What can be done about the load spikes?

Hi all. I've been a Linode customer for about a year and a half now. I've experienced load spikes of varying severity pretty much the entire time; I started on host5 which had them very consistently at a certain time of the night (due to that host being set up before caker's scripts were moving crontab jobs around), then I was moved to host31 when that host was available. Both are Linode64 hosts. I've seen a steady increase in the load spikes on host31 over the past 6 months and it's getting a bit unbearable. My munin graphs show a load spike of greater than 3 (I've found that a load spike of 3 or above renders the machine effectively unuseable; between 2 and 3 the spike slows the machine down but it is still basically useable) about 2 - 3 times per day on average.

My subjective experience mirrors this too - I'd say once every couple of days I happen to be trying to do something with my Linode at the time of a spike and I find that my Linode is effectively unreachable. It's basically the equivalent in effect to a network outage several times a day every day. If there were a network outage at the data center this frequently, the terms of service would indicate that a rebate is in order. These load spikes have the same effect but apparently don't invoke the same terms of service.
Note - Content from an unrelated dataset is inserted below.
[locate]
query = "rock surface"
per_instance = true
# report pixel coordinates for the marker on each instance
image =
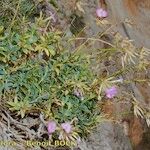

I'm trying to figure out what the best hope of avoiding these spikes is. I have watched my Linode's performance for several months and have found that my host has used io tokens only a couple of times - and never gone below 50% io tokens available (except on the once or twice that I tested the io token functionality by purposely running the io token count down). So it's not my Linode that is causing the load spikes, which are generally acknowledged to be due to one or more Linodes on the host hammering the disk. Unless - maybe the load spikes are sometimes just a natural consequence of 30+ Linodes all doing a bit more io than normal at the same time, but not enough for any of them to start using io tokens?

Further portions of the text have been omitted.